A research project by The Brookings Institution illustrates the poor performance of the Wichita-area economy.
Metro Monitor from The Brookings Institution rates metropolitan areas on a number of indicators.
On the map of metropolitan areas, blue means faster growth, and orange means slowest. You can see that Wichita has the economic growth of a typical rust belt city. (Click charts for larger versions.)
The table showing changes in indicators over the past decade shows Wichita almost always below the middle.
The charts of trends over time shows Wichita falling behind the nation, then catching up in 2007 and 2008, but falling behind since then. As time goes on, the gap between the nation and Wichita widens, not narrows.
These unfortunate facts about the Wichita economy are old news, if we’ve been paying attention. See, for example Employment by metropolitan area, Wichita’s growth in gross domestic product, and Wichita per capita income not moving in a good direction.

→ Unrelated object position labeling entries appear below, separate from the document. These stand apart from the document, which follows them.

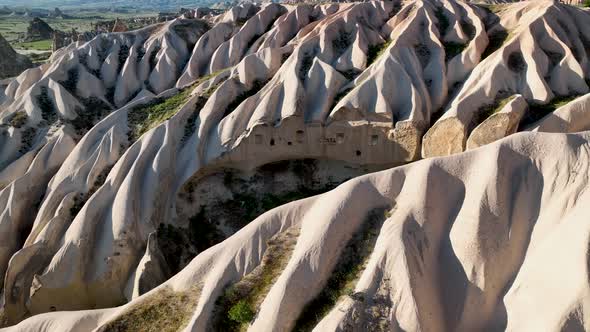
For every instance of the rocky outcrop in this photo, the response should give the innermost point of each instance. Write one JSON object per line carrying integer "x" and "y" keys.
{"x": 141, "y": 115}
{"x": 536, "y": 49}
{"x": 12, "y": 63}
{"x": 415, "y": 270}
{"x": 119, "y": 26}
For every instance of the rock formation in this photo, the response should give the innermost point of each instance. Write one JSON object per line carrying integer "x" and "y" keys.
{"x": 111, "y": 145}
{"x": 12, "y": 63}
{"x": 119, "y": 26}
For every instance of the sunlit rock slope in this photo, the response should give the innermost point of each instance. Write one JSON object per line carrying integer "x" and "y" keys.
{"x": 100, "y": 150}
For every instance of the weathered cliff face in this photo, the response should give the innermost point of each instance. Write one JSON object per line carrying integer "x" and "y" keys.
{"x": 101, "y": 144}
{"x": 12, "y": 63}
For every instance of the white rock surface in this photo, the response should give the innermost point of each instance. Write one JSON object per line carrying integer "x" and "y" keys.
{"x": 277, "y": 82}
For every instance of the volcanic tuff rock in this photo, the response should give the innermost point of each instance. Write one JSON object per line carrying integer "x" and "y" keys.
{"x": 12, "y": 63}
{"x": 102, "y": 144}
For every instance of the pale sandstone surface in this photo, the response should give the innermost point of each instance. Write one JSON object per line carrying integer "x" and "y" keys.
{"x": 360, "y": 83}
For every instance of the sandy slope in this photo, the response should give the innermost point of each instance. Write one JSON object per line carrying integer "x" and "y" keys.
{"x": 360, "y": 83}
{"x": 434, "y": 265}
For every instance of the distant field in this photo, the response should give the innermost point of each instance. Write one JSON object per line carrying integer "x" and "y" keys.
{"x": 41, "y": 45}
{"x": 11, "y": 27}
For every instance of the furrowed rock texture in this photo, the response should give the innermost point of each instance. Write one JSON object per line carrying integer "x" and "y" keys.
{"x": 519, "y": 201}
{"x": 540, "y": 51}
{"x": 97, "y": 144}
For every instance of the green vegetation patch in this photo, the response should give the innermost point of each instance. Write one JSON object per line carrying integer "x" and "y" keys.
{"x": 305, "y": 65}
{"x": 443, "y": 21}
{"x": 39, "y": 57}
{"x": 163, "y": 311}
{"x": 348, "y": 269}
{"x": 256, "y": 87}
{"x": 375, "y": 51}
{"x": 538, "y": 111}
{"x": 18, "y": 119}
{"x": 145, "y": 117}
{"x": 40, "y": 45}
{"x": 239, "y": 303}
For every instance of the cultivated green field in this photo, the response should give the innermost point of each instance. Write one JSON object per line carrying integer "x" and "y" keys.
{"x": 12, "y": 27}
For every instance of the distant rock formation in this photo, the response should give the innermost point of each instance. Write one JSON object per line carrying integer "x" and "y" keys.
{"x": 105, "y": 143}
{"x": 119, "y": 26}
{"x": 12, "y": 63}
{"x": 38, "y": 30}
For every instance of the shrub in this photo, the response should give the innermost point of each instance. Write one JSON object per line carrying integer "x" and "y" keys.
{"x": 241, "y": 312}
{"x": 145, "y": 117}
{"x": 348, "y": 269}
{"x": 164, "y": 311}
{"x": 443, "y": 21}
{"x": 19, "y": 119}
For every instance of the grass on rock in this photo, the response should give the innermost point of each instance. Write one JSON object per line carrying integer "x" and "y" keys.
{"x": 145, "y": 117}
{"x": 239, "y": 303}
{"x": 163, "y": 311}
{"x": 351, "y": 263}
{"x": 19, "y": 119}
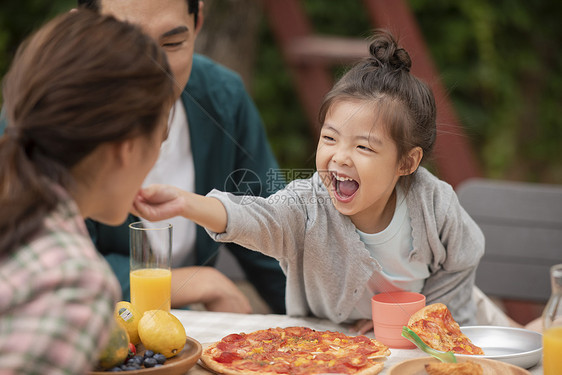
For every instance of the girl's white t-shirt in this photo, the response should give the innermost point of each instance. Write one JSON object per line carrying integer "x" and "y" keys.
{"x": 175, "y": 167}
{"x": 391, "y": 248}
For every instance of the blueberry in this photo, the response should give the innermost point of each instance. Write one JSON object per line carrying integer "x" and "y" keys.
{"x": 150, "y": 362}
{"x": 160, "y": 358}
{"x": 138, "y": 359}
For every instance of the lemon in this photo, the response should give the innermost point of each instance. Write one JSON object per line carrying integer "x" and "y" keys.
{"x": 162, "y": 332}
{"x": 126, "y": 314}
{"x": 116, "y": 349}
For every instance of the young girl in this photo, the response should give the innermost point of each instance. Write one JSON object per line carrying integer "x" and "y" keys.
{"x": 371, "y": 219}
{"x": 86, "y": 101}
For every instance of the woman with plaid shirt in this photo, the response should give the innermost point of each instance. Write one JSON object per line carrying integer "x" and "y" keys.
{"x": 86, "y": 101}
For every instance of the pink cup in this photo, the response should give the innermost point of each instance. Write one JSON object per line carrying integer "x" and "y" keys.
{"x": 391, "y": 311}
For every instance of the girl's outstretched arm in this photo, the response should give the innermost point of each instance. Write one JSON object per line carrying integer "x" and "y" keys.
{"x": 161, "y": 202}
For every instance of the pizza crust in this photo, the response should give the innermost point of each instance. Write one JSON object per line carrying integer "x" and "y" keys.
{"x": 425, "y": 312}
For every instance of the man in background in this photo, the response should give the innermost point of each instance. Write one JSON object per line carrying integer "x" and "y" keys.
{"x": 216, "y": 140}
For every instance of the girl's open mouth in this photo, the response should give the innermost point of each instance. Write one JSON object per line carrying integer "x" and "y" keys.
{"x": 344, "y": 187}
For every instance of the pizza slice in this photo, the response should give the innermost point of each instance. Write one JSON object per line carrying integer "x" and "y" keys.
{"x": 435, "y": 325}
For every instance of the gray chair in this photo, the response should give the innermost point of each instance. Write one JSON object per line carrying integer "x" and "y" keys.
{"x": 522, "y": 223}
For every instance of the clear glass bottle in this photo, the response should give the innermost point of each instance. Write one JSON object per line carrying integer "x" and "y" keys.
{"x": 552, "y": 325}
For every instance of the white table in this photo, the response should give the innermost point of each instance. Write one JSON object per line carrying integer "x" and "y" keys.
{"x": 207, "y": 327}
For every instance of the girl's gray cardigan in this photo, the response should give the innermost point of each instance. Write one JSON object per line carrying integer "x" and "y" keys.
{"x": 327, "y": 265}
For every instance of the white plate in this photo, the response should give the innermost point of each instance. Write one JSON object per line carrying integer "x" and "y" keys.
{"x": 517, "y": 346}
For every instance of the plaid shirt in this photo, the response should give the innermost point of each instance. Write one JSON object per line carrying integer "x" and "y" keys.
{"x": 56, "y": 299}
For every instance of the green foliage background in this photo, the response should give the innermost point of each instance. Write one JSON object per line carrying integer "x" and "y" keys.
{"x": 501, "y": 62}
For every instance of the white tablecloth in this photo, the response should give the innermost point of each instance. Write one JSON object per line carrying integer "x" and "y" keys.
{"x": 207, "y": 327}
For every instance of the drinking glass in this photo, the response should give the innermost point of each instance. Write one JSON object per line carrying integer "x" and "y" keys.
{"x": 150, "y": 245}
{"x": 552, "y": 325}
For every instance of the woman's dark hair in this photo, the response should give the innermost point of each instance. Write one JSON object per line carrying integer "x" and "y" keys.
{"x": 80, "y": 81}
{"x": 404, "y": 104}
{"x": 192, "y": 6}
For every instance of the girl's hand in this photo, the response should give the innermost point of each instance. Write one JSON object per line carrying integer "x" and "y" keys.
{"x": 158, "y": 202}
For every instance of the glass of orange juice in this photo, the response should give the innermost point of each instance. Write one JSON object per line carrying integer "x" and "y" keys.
{"x": 552, "y": 325}
{"x": 150, "y": 245}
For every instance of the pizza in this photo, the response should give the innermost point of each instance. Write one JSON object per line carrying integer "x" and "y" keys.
{"x": 435, "y": 325}
{"x": 295, "y": 350}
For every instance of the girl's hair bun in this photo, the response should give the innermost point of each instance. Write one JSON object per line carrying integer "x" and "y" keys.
{"x": 385, "y": 52}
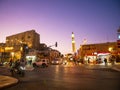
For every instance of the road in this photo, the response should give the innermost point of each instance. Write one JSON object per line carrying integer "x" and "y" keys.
{"x": 63, "y": 77}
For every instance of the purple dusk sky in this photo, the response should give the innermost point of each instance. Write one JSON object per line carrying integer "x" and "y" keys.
{"x": 55, "y": 20}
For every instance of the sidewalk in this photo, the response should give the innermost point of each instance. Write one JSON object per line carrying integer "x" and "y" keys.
{"x": 6, "y": 81}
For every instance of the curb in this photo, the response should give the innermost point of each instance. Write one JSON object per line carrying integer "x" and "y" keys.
{"x": 6, "y": 81}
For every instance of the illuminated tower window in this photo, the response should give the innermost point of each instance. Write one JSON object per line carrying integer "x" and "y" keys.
{"x": 73, "y": 43}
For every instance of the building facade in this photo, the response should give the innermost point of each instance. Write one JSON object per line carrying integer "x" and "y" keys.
{"x": 92, "y": 52}
{"x": 31, "y": 38}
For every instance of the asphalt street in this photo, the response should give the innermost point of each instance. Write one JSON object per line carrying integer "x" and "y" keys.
{"x": 62, "y": 77}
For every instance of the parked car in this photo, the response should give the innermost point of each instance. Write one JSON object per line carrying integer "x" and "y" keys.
{"x": 56, "y": 61}
{"x": 41, "y": 63}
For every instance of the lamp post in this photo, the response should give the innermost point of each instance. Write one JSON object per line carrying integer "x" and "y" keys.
{"x": 12, "y": 54}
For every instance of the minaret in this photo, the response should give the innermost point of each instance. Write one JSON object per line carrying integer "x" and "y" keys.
{"x": 73, "y": 43}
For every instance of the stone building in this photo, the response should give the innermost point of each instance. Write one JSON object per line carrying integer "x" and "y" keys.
{"x": 93, "y": 52}
{"x": 31, "y": 38}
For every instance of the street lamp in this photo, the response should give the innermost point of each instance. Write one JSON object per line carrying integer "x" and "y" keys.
{"x": 12, "y": 54}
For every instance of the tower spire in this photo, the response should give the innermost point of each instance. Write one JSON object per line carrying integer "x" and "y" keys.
{"x": 73, "y": 43}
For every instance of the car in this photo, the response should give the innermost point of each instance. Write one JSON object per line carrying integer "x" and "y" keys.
{"x": 41, "y": 63}
{"x": 56, "y": 61}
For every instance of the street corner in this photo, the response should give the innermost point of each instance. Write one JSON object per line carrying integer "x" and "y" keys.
{"x": 6, "y": 81}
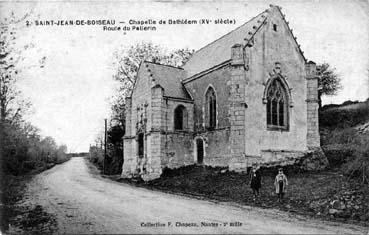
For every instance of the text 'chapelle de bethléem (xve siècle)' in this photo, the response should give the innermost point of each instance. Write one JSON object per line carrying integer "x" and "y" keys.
{"x": 131, "y": 25}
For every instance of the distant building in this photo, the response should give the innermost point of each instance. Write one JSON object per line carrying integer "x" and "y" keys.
{"x": 249, "y": 96}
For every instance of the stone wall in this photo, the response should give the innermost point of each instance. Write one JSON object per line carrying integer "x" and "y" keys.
{"x": 216, "y": 141}
{"x": 219, "y": 79}
{"x": 313, "y": 137}
{"x": 270, "y": 47}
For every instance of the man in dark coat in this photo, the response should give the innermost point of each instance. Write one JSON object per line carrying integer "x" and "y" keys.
{"x": 255, "y": 180}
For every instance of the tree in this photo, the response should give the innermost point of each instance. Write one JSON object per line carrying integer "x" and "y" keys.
{"x": 329, "y": 82}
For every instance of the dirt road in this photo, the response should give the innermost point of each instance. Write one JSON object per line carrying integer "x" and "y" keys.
{"x": 86, "y": 203}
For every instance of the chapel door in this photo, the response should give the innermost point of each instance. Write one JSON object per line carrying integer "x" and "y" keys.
{"x": 200, "y": 151}
{"x": 141, "y": 145}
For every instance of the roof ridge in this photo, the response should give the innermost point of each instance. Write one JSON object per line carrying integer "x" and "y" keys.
{"x": 293, "y": 36}
{"x": 171, "y": 66}
{"x": 266, "y": 10}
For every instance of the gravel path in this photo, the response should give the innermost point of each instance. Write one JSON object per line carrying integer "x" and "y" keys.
{"x": 87, "y": 203}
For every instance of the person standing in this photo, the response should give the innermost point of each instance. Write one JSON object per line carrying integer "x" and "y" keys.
{"x": 280, "y": 184}
{"x": 255, "y": 180}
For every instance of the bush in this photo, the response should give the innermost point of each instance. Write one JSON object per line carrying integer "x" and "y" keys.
{"x": 343, "y": 116}
{"x": 359, "y": 166}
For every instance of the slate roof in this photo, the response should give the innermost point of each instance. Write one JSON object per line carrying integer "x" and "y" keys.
{"x": 219, "y": 50}
{"x": 169, "y": 78}
{"x": 213, "y": 54}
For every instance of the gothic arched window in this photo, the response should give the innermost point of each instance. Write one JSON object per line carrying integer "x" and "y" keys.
{"x": 180, "y": 118}
{"x": 211, "y": 108}
{"x": 277, "y": 106}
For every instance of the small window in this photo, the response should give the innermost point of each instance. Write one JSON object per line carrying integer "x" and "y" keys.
{"x": 180, "y": 118}
{"x": 275, "y": 27}
{"x": 211, "y": 108}
{"x": 276, "y": 107}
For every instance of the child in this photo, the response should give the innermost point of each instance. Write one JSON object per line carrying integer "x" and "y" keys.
{"x": 280, "y": 184}
{"x": 255, "y": 181}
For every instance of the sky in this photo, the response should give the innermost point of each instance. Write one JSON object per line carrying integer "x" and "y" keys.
{"x": 71, "y": 94}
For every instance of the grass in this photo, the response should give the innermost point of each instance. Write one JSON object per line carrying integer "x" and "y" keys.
{"x": 336, "y": 194}
{"x": 309, "y": 193}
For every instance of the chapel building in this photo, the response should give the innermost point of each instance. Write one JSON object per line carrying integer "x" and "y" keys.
{"x": 249, "y": 96}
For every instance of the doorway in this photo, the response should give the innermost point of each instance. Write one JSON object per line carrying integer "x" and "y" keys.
{"x": 141, "y": 150}
{"x": 200, "y": 151}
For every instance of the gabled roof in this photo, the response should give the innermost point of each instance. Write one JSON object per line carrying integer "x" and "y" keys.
{"x": 169, "y": 78}
{"x": 219, "y": 51}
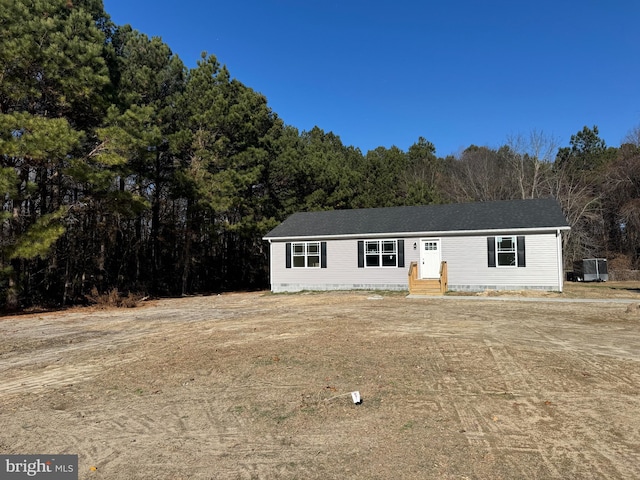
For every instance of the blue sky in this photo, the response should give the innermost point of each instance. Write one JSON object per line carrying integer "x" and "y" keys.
{"x": 457, "y": 72}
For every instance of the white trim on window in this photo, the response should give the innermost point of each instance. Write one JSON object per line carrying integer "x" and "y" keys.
{"x": 381, "y": 254}
{"x": 305, "y": 255}
{"x": 506, "y": 251}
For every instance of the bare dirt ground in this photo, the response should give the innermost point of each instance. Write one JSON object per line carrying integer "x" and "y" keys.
{"x": 257, "y": 386}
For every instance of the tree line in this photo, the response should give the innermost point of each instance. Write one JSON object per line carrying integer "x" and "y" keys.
{"x": 123, "y": 169}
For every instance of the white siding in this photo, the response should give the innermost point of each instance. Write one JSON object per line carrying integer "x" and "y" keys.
{"x": 342, "y": 272}
{"x": 466, "y": 258}
{"x": 468, "y": 265}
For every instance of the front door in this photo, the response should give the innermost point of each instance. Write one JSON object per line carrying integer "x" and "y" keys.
{"x": 430, "y": 258}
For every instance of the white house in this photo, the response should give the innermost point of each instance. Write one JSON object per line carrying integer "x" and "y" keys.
{"x": 503, "y": 245}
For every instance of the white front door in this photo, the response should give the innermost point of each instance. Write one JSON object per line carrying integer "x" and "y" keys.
{"x": 430, "y": 258}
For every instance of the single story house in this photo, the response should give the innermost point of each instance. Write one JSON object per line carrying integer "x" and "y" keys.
{"x": 498, "y": 245}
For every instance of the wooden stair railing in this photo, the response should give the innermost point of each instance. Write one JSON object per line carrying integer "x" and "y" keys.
{"x": 429, "y": 286}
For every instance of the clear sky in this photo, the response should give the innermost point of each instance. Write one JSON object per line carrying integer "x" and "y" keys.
{"x": 383, "y": 73}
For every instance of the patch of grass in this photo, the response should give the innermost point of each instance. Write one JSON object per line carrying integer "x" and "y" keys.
{"x": 114, "y": 298}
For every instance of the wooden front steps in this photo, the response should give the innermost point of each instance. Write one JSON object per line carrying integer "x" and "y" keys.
{"x": 435, "y": 286}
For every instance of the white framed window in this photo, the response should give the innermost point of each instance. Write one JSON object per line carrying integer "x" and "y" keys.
{"x": 305, "y": 255}
{"x": 381, "y": 253}
{"x": 506, "y": 251}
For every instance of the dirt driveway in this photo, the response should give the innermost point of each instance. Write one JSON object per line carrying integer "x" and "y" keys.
{"x": 257, "y": 386}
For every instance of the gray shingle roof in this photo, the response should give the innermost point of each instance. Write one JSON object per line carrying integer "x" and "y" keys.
{"x": 481, "y": 216}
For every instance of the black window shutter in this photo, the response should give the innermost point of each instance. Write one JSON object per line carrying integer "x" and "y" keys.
{"x": 522, "y": 261}
{"x": 323, "y": 254}
{"x": 288, "y": 254}
{"x": 491, "y": 249}
{"x": 360, "y": 254}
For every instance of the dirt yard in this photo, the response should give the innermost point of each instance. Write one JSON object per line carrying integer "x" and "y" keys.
{"x": 257, "y": 386}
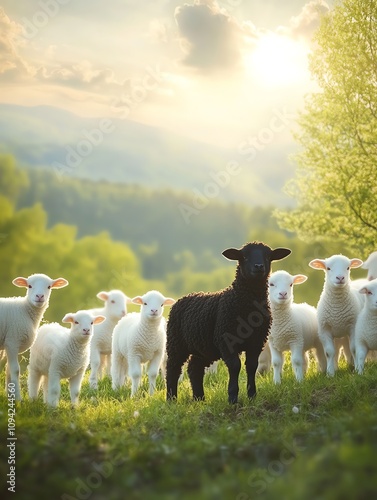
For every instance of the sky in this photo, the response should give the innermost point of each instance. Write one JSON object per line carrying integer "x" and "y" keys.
{"x": 208, "y": 70}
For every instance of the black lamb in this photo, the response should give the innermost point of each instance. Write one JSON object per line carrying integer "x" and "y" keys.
{"x": 210, "y": 326}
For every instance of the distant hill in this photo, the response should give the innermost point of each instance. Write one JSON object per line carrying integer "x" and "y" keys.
{"x": 124, "y": 151}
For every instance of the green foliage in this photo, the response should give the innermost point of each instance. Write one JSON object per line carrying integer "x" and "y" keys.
{"x": 102, "y": 236}
{"x": 335, "y": 184}
{"x": 112, "y": 446}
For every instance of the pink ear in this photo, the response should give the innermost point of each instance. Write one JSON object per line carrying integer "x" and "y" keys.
{"x": 299, "y": 278}
{"x": 99, "y": 319}
{"x": 59, "y": 283}
{"x": 21, "y": 282}
{"x": 169, "y": 302}
{"x": 318, "y": 264}
{"x": 68, "y": 318}
{"x": 138, "y": 300}
{"x": 356, "y": 263}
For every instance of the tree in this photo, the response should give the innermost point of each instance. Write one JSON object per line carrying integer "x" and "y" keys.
{"x": 336, "y": 178}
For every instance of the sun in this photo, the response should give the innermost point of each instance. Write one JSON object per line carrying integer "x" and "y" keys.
{"x": 277, "y": 61}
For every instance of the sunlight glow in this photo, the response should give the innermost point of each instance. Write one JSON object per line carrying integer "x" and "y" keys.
{"x": 277, "y": 61}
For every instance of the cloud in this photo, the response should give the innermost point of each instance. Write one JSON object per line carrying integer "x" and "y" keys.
{"x": 307, "y": 21}
{"x": 79, "y": 75}
{"x": 11, "y": 62}
{"x": 210, "y": 38}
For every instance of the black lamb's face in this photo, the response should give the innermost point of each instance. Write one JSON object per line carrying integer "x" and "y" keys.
{"x": 255, "y": 259}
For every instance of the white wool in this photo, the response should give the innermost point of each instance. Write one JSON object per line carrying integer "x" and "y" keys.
{"x": 338, "y": 306}
{"x": 140, "y": 338}
{"x": 294, "y": 326}
{"x": 60, "y": 353}
{"x": 366, "y": 326}
{"x": 100, "y": 349}
{"x": 20, "y": 318}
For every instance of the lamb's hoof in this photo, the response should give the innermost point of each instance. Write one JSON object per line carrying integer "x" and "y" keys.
{"x": 199, "y": 398}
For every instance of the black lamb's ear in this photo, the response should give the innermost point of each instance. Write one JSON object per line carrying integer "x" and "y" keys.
{"x": 232, "y": 253}
{"x": 280, "y": 253}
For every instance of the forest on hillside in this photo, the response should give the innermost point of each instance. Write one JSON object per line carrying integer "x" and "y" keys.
{"x": 102, "y": 236}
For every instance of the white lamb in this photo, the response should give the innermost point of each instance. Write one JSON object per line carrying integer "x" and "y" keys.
{"x": 365, "y": 339}
{"x": 294, "y": 327}
{"x": 338, "y": 307}
{"x": 140, "y": 338}
{"x": 20, "y": 318}
{"x": 100, "y": 347}
{"x": 371, "y": 265}
{"x": 59, "y": 353}
{"x": 264, "y": 360}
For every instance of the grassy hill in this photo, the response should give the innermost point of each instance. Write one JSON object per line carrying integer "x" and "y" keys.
{"x": 316, "y": 440}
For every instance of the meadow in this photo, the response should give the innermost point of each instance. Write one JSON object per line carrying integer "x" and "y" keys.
{"x": 316, "y": 439}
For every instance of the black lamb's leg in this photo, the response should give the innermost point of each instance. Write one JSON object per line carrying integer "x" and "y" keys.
{"x": 195, "y": 369}
{"x": 234, "y": 367}
{"x": 251, "y": 364}
{"x": 173, "y": 371}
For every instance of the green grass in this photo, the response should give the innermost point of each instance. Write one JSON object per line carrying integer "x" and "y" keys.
{"x": 113, "y": 447}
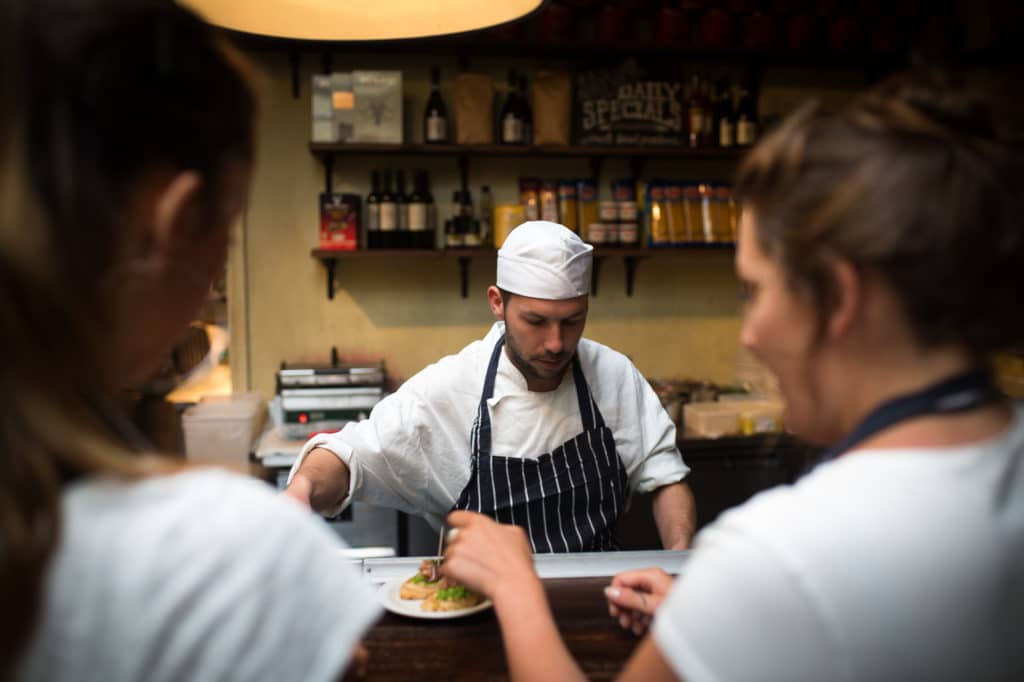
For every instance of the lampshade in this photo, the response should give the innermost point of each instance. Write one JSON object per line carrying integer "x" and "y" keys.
{"x": 359, "y": 19}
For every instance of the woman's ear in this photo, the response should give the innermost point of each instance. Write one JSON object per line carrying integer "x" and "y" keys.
{"x": 177, "y": 212}
{"x": 848, "y": 299}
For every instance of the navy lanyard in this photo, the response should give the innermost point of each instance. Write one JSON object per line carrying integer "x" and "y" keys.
{"x": 957, "y": 393}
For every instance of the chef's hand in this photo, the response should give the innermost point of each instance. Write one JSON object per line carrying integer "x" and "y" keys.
{"x": 299, "y": 489}
{"x": 635, "y": 595}
{"x": 487, "y": 557}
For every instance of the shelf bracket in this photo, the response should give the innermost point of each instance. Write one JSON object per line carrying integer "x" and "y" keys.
{"x": 331, "y": 265}
{"x": 329, "y": 172}
{"x": 295, "y": 58}
{"x": 631, "y": 270}
{"x": 464, "y": 274}
{"x": 464, "y": 171}
{"x": 636, "y": 168}
{"x": 595, "y": 169}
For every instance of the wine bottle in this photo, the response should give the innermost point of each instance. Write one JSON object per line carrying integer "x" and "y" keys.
{"x": 418, "y": 221}
{"x": 486, "y": 215}
{"x": 511, "y": 116}
{"x": 389, "y": 214}
{"x": 747, "y": 116}
{"x": 525, "y": 113}
{"x": 401, "y": 204}
{"x": 435, "y": 116}
{"x": 725, "y": 123}
{"x": 374, "y": 212}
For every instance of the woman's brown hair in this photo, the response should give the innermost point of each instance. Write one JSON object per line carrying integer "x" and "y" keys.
{"x": 93, "y": 94}
{"x": 913, "y": 181}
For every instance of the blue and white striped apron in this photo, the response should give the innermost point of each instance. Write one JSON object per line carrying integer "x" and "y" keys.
{"x": 567, "y": 500}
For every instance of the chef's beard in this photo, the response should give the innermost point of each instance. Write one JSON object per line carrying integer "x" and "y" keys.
{"x": 527, "y": 369}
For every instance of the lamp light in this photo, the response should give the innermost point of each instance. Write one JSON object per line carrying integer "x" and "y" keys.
{"x": 359, "y": 19}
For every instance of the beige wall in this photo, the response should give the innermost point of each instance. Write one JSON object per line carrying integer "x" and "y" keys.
{"x": 682, "y": 320}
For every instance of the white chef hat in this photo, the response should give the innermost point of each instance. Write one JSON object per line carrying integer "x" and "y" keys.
{"x": 543, "y": 259}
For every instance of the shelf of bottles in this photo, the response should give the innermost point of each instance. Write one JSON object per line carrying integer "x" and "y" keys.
{"x": 636, "y": 219}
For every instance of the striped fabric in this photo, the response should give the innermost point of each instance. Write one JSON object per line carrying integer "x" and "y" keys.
{"x": 567, "y": 500}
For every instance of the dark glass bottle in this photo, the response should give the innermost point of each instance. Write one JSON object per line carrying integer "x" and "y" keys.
{"x": 510, "y": 125}
{"x": 417, "y": 210}
{"x": 401, "y": 205}
{"x": 747, "y": 115}
{"x": 389, "y": 214}
{"x": 525, "y": 113}
{"x": 374, "y": 212}
{"x": 725, "y": 121}
{"x": 435, "y": 121}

The response of Wichita political, bureaucratic, and civic leaders is, by any measure, new paint on an old barn, or just keeping pace with other cities. The Greater Wichita Partnership is just a new name for the same old collection of institutions and people who have been responsible for the dismal performance shown in Brooking’s Metro Monitor. In fact, if you visit greaterwichitapartnership.org and click on “Economic Development” you’re taken to the same old page for Greater Wichita Economic Development Coalition, although with a new logo. Same old barn; new paint.
While we have to hope that the Wichita State University Innovation Campus works as advertised, we also must realize that dozens and dozens of major and minor universities across the country already have similar initiatives up and running.